There are two potentially disparate
motivations for defining the data representation requirements. In the coarse-grained case, we need to
define standards for exchanging data between components in this framework
(interoperability). In the
fined-grained case, we want to define some canonical data structures that can
be used within a component -- one developed specifically for this
framework. These two use-cases may
drive different set of requirements and implementation issues.
* Do you feel both of
these use cases are equally important or should we focus exclusively on one or
the other?
I think that interoperability (both in terms
of data and perhaps more
critically operation/interaction) is more
critical than fine-grained
data sharing. My motivation: there is no way that DiVA will be able to
meet all needs initially and in many cases,
it may be fine for data to
go "opaque" to the framework once
inside a "limb" in the framework (e.g.
VTK could be a limb). This allows the framework to be easily
populated
with a lot of solid code bases and shifts
the initial focus on important
interactions (perhaps domain centric). Over time, I see the fine-grain
stuff coming up, but perhaps proposed by the
"limbs" rather than the
framework. I do feel that the coarse level must take into account
distributed processing however...
* Do you feel the
requirements for each of these use-cases are aligned or will they involve two
separate development tracks? For
instance, using "accessors" (method calls that provide abstract access
to essentially opaque data structures) will likely work fine for the
coarse-grained data exchanges between components, but will lead to
inefficiencies if used to implement algorithms within a particular component.
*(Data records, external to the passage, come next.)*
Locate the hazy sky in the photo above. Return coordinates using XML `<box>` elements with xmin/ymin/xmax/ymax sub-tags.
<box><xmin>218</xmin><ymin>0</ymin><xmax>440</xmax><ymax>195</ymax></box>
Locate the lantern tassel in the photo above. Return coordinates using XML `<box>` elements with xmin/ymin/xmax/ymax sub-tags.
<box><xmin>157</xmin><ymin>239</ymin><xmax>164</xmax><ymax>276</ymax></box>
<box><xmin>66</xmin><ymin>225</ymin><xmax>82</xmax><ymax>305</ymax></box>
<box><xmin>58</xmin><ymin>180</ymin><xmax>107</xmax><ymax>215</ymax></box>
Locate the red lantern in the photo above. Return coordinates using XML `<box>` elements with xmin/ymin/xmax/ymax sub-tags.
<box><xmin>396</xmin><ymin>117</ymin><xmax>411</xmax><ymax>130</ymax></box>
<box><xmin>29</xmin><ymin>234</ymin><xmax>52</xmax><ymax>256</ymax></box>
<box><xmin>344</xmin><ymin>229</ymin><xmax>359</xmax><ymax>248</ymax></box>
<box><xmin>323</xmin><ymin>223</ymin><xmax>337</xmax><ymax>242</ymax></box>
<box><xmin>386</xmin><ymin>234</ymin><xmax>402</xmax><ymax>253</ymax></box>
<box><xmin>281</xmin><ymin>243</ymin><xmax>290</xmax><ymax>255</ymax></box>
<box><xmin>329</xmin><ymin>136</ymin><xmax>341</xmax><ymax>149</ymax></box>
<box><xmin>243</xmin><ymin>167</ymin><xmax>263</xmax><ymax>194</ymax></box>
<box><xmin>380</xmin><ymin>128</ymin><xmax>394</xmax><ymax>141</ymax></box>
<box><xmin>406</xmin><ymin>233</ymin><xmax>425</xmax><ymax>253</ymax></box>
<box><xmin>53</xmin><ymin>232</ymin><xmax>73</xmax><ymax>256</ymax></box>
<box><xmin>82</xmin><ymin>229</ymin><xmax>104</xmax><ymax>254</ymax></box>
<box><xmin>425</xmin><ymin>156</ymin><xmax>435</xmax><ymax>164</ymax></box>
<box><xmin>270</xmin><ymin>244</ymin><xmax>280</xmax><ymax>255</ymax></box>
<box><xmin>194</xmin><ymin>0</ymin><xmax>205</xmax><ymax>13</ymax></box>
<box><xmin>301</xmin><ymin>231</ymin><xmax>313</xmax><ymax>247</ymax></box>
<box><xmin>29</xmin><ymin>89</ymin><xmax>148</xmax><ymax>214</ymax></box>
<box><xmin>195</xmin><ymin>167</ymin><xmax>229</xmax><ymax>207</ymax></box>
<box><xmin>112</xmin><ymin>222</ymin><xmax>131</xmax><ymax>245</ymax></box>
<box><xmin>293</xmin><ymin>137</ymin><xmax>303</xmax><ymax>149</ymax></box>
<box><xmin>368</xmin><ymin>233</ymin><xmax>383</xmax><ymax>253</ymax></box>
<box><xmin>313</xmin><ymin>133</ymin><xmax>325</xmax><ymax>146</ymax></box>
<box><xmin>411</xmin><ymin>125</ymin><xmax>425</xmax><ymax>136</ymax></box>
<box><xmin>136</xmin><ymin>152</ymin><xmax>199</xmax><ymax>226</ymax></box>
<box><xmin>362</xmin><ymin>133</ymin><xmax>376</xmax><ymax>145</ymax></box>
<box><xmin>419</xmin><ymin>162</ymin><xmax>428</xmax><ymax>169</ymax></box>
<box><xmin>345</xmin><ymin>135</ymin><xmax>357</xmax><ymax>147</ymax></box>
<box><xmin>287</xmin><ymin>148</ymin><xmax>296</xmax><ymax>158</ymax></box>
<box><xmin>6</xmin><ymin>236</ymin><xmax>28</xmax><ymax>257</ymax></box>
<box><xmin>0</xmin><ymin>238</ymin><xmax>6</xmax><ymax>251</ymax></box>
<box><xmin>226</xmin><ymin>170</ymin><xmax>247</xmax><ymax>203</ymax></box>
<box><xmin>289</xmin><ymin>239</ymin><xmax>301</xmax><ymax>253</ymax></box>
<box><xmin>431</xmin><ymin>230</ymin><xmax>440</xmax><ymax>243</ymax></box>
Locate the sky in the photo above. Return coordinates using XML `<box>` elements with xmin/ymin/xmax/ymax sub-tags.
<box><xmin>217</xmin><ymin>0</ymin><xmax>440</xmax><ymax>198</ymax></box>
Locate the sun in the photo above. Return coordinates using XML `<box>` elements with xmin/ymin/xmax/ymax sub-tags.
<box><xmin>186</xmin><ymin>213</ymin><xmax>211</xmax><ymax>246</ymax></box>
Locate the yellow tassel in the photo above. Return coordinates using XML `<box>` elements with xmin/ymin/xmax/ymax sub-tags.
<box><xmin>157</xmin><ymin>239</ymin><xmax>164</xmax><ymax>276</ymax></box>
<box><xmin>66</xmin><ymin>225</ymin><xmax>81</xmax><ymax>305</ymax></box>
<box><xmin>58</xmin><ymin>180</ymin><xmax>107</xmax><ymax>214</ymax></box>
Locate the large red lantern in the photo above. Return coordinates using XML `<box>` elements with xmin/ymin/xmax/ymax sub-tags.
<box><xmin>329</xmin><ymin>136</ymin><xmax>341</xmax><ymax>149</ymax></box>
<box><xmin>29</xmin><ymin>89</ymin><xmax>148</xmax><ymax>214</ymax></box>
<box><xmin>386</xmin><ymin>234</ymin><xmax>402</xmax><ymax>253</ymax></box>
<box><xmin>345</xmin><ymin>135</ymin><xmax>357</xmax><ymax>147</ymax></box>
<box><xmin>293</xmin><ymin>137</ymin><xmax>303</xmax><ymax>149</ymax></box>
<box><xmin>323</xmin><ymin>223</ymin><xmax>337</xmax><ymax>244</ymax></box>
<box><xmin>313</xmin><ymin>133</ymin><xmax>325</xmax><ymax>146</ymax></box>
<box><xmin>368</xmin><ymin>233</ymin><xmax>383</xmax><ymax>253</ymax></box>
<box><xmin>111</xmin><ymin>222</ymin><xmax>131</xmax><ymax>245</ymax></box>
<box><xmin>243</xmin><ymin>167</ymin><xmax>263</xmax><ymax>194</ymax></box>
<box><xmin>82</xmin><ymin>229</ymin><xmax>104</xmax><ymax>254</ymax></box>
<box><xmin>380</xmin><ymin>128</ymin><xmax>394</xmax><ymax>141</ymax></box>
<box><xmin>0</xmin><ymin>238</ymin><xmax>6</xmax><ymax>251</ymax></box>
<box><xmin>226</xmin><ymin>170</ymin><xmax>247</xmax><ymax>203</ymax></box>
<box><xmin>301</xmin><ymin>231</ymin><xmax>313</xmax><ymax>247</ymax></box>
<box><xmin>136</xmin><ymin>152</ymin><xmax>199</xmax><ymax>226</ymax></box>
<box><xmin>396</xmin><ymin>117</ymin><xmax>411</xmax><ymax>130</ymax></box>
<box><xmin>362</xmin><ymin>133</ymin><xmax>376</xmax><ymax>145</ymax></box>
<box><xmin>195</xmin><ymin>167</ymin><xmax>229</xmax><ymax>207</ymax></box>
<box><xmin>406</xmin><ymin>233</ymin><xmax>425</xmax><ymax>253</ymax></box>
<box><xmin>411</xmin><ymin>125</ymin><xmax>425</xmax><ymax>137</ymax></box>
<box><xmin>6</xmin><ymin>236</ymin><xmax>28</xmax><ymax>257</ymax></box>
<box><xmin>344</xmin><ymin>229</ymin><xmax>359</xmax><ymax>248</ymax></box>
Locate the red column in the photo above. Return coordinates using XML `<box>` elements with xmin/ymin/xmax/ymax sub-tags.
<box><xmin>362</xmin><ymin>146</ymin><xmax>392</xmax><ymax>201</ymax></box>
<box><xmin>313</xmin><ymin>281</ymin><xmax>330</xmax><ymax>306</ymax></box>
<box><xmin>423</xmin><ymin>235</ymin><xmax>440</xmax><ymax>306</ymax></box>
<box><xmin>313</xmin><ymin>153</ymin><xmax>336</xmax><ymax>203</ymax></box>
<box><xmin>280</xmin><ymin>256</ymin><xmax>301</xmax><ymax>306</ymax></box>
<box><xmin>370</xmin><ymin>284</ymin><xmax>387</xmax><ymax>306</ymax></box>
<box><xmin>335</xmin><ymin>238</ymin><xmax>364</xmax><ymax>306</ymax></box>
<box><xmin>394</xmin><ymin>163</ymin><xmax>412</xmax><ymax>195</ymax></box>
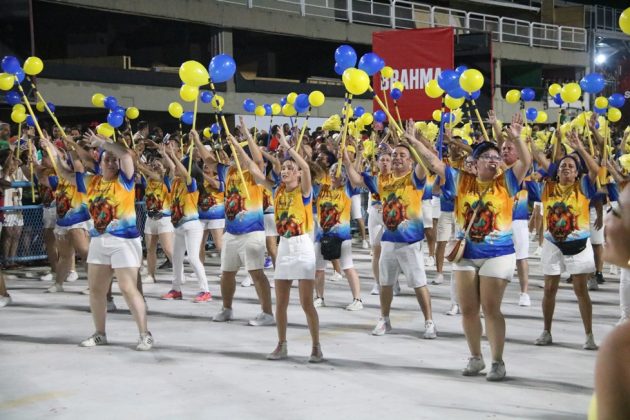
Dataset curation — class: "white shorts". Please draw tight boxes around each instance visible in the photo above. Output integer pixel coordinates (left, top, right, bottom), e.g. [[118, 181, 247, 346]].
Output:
[[422, 200, 433, 229], [592, 207, 604, 246], [540, 239, 595, 276], [273, 233, 316, 281], [453, 254, 516, 281], [315, 239, 354, 270], [437, 211, 455, 242], [144, 216, 175, 235], [378, 241, 427, 289], [512, 220, 529, 261], [350, 194, 363, 220], [431, 197, 442, 219], [42, 206, 57, 229], [368, 205, 385, 246], [199, 219, 225, 230], [53, 219, 92, 236], [87, 233, 142, 268], [221, 230, 266, 271], [264, 213, 278, 236]]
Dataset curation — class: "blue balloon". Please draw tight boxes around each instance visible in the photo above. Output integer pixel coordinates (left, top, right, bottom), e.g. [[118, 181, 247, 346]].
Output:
[[359, 53, 384, 76], [521, 106, 538, 121], [438, 70, 459, 92], [580, 73, 606, 94], [521, 88, 536, 102], [455, 66, 468, 75], [335, 45, 357, 68], [608, 93, 626, 108], [181, 111, 193, 125], [2, 55, 22, 74], [103, 96, 118, 110], [200, 90, 213, 104], [4, 91, 22, 105], [243, 98, 256, 112], [107, 112, 125, 128], [389, 88, 402, 101], [208, 54, 236, 83], [374, 109, 387, 122]]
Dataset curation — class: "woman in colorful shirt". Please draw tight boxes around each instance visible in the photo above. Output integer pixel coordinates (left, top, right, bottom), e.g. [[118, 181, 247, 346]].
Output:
[[161, 138, 212, 303], [229, 133, 323, 363], [74, 132, 153, 351], [535, 132, 599, 350]]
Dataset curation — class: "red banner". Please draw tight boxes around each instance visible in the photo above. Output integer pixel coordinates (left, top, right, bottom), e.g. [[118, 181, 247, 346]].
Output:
[[372, 28, 454, 120]]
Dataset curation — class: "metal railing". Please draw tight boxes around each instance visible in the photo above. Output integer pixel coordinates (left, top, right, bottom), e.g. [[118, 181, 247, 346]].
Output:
[[218, 0, 592, 51]]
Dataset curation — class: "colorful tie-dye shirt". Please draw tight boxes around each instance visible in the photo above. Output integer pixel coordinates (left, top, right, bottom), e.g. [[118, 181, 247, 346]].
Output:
[[87, 171, 140, 238]]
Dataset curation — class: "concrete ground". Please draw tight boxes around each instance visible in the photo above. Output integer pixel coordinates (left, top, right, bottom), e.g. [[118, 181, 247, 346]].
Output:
[[0, 241, 619, 419]]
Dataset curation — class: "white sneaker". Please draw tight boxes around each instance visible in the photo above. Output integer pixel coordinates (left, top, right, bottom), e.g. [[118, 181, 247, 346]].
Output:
[[431, 273, 444, 284], [346, 299, 363, 311], [446, 304, 461, 316], [372, 317, 392, 336], [330, 271, 343, 281], [46, 283, 63, 293], [241, 274, 254, 287], [518, 293, 532, 306], [248, 312, 276, 327], [212, 308, 234, 322], [79, 333, 107, 347], [424, 319, 437, 340], [370, 283, 381, 296], [0, 296, 12, 308]]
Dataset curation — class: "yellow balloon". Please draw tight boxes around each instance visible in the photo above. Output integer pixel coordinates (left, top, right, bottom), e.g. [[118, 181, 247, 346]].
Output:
[[11, 110, 26, 124], [381, 66, 394, 79], [210, 95, 225, 111], [548, 83, 562, 96], [254, 105, 266, 117], [595, 96, 608, 109], [424, 79, 444, 99], [23, 57, 44, 76], [284, 103, 297, 117], [179, 60, 210, 87], [341, 67, 370, 95], [459, 69, 483, 93], [505, 89, 521, 104], [179, 85, 199, 102], [444, 95, 464, 110], [168, 102, 184, 119], [308, 90, 326, 108], [96, 123, 114, 137], [92, 93, 105, 108], [125, 106, 140, 120], [534, 111, 548, 124], [560, 82, 582, 103], [619, 7, 630, 35], [0, 73, 15, 90], [608, 107, 621, 122]]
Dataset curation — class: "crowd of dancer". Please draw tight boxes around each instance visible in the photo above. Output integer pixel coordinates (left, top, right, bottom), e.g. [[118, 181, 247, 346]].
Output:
[[0, 113, 630, 381]]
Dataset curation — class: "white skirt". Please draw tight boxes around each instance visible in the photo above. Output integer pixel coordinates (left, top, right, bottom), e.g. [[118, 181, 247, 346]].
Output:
[[273, 234, 315, 281]]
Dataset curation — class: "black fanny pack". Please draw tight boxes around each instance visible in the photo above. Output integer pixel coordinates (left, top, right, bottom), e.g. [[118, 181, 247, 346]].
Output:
[[554, 239, 588, 255]]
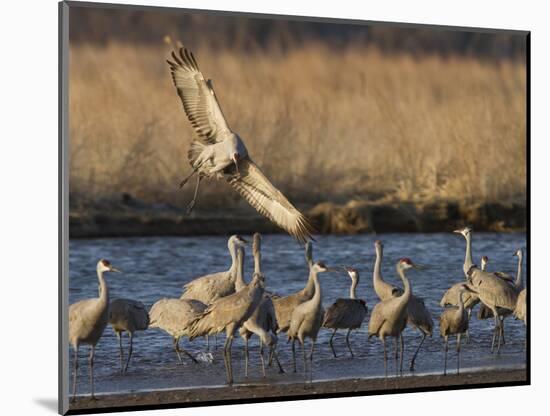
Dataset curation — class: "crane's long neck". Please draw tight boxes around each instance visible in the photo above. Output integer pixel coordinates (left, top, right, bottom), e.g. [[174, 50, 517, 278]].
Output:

I think you hit the nail on the head. Where necessary, I see sub-portions
of the framework working out the necessary
fine-grained, efficient,
"aware" interactions and
datastuctures as needed. I
strongly doubt we
would get that part right initially and
think it would lead to some of
the same constraints that are forcing us to
re-invent frameworks right
now.
IMHO: the fine-grain stuff must be flexible and dynamic over
time as development and research progress.
* As you answer the
"implementation and requirements" questions below, please try to
identify where coarse-grained and fine-grained use cases will affect the
implementation requirements.
What are requirements for the data
representations that must be supported by a common infrastructure. We will start by answering Pat's questions
of about representation requirements and follow up with personal experiences
involving particular domain scientist's requirements.
Must: support for
structured data
Must-at the coarse level, I think this could
form the basis of all
other representations.
Must/Want: support for
multi-block data?
Must-at the coarse level, I think this is
key for scalability,
domain decomposition and streaming/multpart
data transfer.
Must/Want: support for
various unstructured data representations? (which ones?)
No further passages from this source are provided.